No caso do ProJovem, isto já ocorria desde 2008. Ademais, o MTE, após décadas, realizou em dezembro de 2008 um concurso público para dotar o órgão integralmente de servidores concursados, mais aptos a exercerem as funções de fiscalização, do que o grande número de prestadores de serviços terceirizados que ali laboravam. Combateu, assim, dois problemas: a terceirização ilegal de mão de obra e a ausência de servidores com legitimidade para fiscalizar os convênios.

Ressalte-se que, diante do avanço do neoliberalismo durante a década de 90, o terceiro setor passou a ser indispensável para que as políticas públicas dos governos pudessem ser executadas. Com a lógica do "Estado mínimo" vigorando, leis como a de responsabilidade fiscal, por exemplo, impediam que o Estado pudesse exercer algumas de suas funções, pois acarretaria, entre outras irregularidades, aumento de gastos com pessoal. E foi com base nessa lógica que os governos passaram a terceirizar funções, inclusive nos ministérios, que viram seus quadros de funcionários serem reduzidos, restringindo uma fiscalização eficaz nos convênios com o terceiro setor.

Não é de hoje que ministros do Trabalho, em defesa do interesse do trabalhador, sofrem denúncias de corrupção ao contrariarem determinados interesses de setores que representam o poder econômico. O ex-presidente João Goulart, durante sua gestão no Ministério do Trabalho, ao abrir as portas a sindicatos e atuar nas negociações entre essas entidades e empresários, defendendo com ênfase o interesse dos trabalhadores, foi acusado de aparelhar o ministério e financiar órgãos de representação de classe. Denúncias de corrupção envolvendo seus assessores pipocavam na mídia à época.

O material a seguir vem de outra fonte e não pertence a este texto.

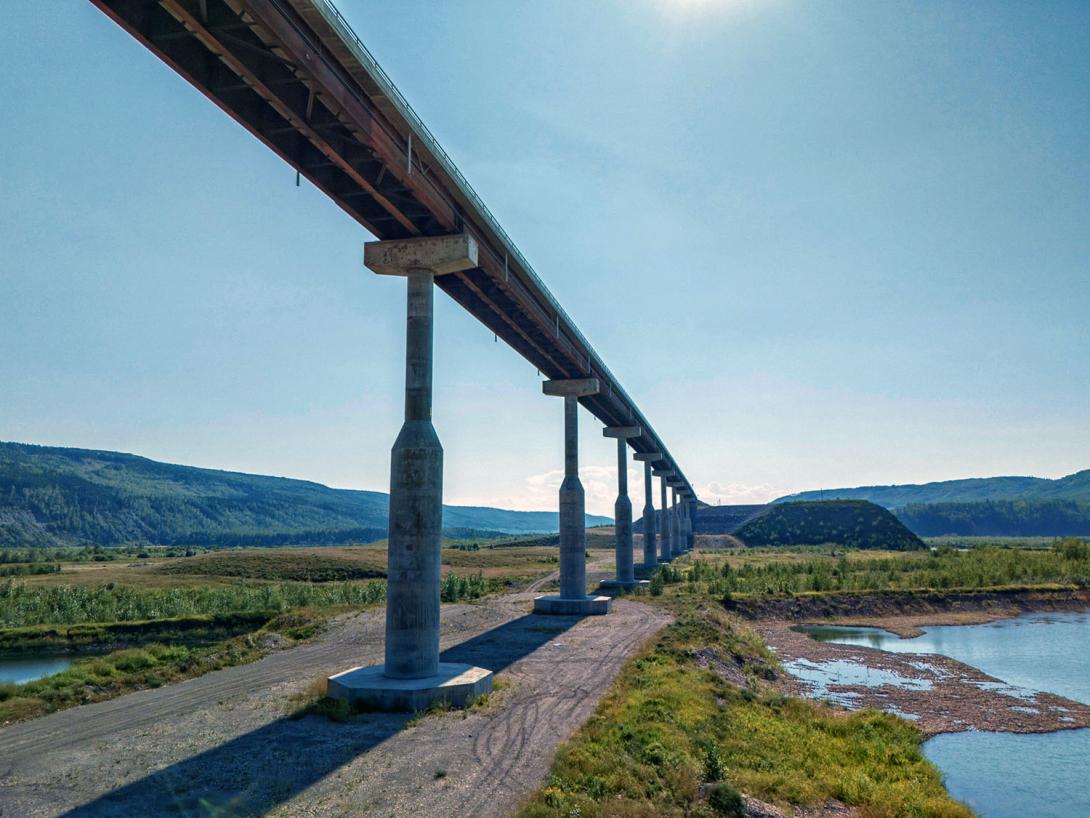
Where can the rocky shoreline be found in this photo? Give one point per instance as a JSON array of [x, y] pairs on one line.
[[940, 694]]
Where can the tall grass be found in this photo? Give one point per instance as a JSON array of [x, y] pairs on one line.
[[22, 604], [1067, 562], [670, 734]]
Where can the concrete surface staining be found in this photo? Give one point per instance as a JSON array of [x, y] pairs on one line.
[[572, 598], [665, 546], [650, 557], [412, 601]]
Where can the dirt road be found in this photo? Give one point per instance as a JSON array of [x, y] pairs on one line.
[[222, 744]]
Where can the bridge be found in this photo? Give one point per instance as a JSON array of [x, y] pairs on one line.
[[294, 74]]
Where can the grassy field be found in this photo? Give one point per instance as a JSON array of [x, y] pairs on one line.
[[156, 620], [516, 561]]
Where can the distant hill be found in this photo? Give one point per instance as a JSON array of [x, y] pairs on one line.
[[998, 518], [60, 496], [850, 522], [1073, 486], [714, 519]]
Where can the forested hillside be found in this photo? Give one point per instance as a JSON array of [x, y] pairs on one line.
[[850, 522], [60, 496], [1073, 486]]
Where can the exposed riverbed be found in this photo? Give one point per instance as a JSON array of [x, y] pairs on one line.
[[977, 685], [22, 669]]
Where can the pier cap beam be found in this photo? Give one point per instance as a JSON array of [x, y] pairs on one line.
[[577, 387], [437, 254], [572, 599]]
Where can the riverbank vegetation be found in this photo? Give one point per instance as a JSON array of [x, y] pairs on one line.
[[694, 719], [145, 623], [1066, 563]]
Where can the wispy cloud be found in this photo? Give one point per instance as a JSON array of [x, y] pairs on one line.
[[539, 492], [716, 493]]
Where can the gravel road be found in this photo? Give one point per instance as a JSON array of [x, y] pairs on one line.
[[222, 744]]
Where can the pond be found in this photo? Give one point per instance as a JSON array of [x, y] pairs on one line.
[[22, 669]]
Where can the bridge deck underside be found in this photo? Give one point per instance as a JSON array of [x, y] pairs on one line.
[[282, 71]]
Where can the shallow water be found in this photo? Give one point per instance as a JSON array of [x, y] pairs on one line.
[[1007, 774], [19, 670], [1040, 651]]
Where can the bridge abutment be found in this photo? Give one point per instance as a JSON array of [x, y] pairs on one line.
[[665, 546], [650, 539], [625, 576], [572, 598]]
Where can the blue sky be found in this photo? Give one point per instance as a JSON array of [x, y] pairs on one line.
[[819, 243]]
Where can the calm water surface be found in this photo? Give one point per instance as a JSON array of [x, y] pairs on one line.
[[1007, 774], [17, 670]]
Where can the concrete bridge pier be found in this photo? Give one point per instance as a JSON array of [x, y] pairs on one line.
[[572, 598], [412, 675], [625, 576], [692, 524], [689, 533], [675, 520], [650, 553], [665, 546]]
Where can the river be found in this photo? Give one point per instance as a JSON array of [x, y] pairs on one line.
[[22, 669], [1008, 774]]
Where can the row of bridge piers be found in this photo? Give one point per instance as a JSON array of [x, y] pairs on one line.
[[412, 675]]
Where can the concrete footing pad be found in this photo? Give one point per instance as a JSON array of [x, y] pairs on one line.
[[457, 684], [573, 606], [613, 585]]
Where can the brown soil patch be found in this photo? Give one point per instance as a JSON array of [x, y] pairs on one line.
[[946, 696]]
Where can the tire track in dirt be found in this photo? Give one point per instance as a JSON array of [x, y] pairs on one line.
[[221, 740]]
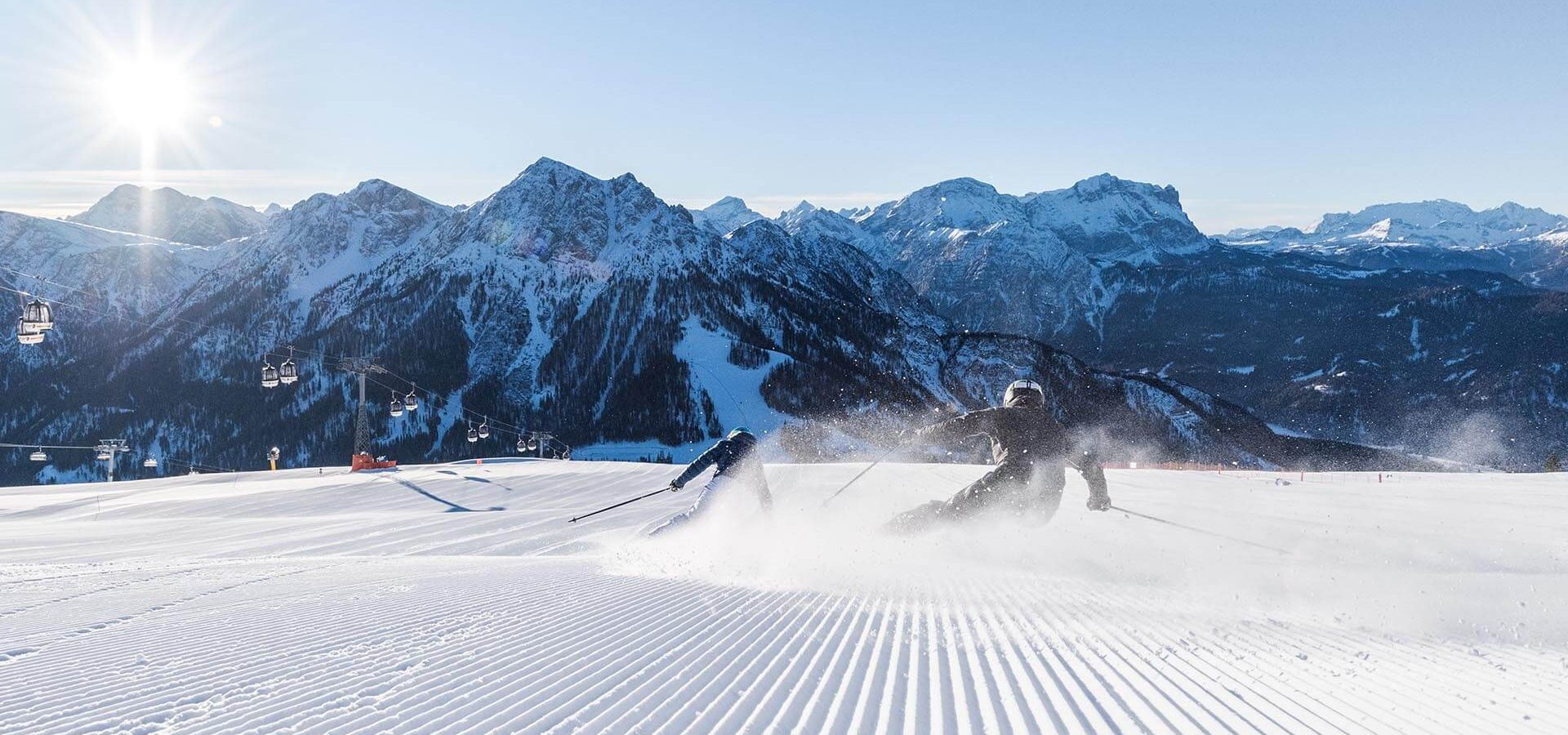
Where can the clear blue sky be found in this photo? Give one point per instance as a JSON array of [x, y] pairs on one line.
[[1256, 112]]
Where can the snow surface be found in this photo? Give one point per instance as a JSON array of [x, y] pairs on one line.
[[458, 599]]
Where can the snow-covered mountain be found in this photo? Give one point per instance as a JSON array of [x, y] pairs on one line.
[[726, 215], [1116, 273], [170, 215], [978, 254], [565, 303], [1526, 243]]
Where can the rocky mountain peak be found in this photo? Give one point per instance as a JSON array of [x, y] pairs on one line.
[[725, 215]]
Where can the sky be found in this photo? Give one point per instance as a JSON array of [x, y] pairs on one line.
[[1258, 114]]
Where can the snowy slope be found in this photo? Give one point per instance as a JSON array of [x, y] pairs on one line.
[[457, 599], [172, 215], [726, 215], [1526, 243]]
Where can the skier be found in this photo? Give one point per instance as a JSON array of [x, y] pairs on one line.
[[736, 463], [1031, 448]]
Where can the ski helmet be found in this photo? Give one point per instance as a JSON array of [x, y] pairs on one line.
[[1024, 394]]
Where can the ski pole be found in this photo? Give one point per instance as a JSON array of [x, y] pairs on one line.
[[1200, 530], [862, 474], [618, 505]]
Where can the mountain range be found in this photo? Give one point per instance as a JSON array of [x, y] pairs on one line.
[[1521, 242], [593, 309]]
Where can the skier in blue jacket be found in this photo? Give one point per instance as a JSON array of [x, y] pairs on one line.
[[736, 463]]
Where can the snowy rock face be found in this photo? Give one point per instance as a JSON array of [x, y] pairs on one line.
[[562, 303], [1526, 243], [978, 254], [726, 215], [1116, 273], [172, 215]]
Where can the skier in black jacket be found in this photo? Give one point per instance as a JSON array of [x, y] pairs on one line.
[[736, 463], [1031, 450]]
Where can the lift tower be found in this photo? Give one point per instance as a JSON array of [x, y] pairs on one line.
[[363, 460]]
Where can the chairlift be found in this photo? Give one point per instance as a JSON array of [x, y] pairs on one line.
[[289, 372], [38, 315], [27, 334]]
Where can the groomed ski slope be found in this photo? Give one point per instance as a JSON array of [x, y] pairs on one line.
[[458, 599]]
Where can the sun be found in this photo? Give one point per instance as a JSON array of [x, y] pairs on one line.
[[148, 95]]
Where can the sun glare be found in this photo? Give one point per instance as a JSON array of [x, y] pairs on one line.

Recentemente, o MTE criou a obrigatoriedade de empresas de grande porte instalarem o ponto eletrônico, que dá ao trabalhador uma espécie de recibo com suas horas extras registradas. Assim, este passa a ter o controle real de sua jornada de trabalho, inclusive com prova documental, e a fiscalização tem acesso direto aos dados. Ou seja, o Ministério do Trabalho e Emprego criou mais um instrumento de proteção ao trabalhador em sua relação com o empregador e acirrou a velha luta capital x trabalho. E mais uma vez o ministro da Pasta é alvo de denúncias, até agora sem provas concretas. Sendo assim, uma pergunta fica no ar: a quem interessa tudo isso? Certamente não é aos trabalhadores.

TRAJANO RIBEIRO é advogado e membro do Diretório Nacional do PDT.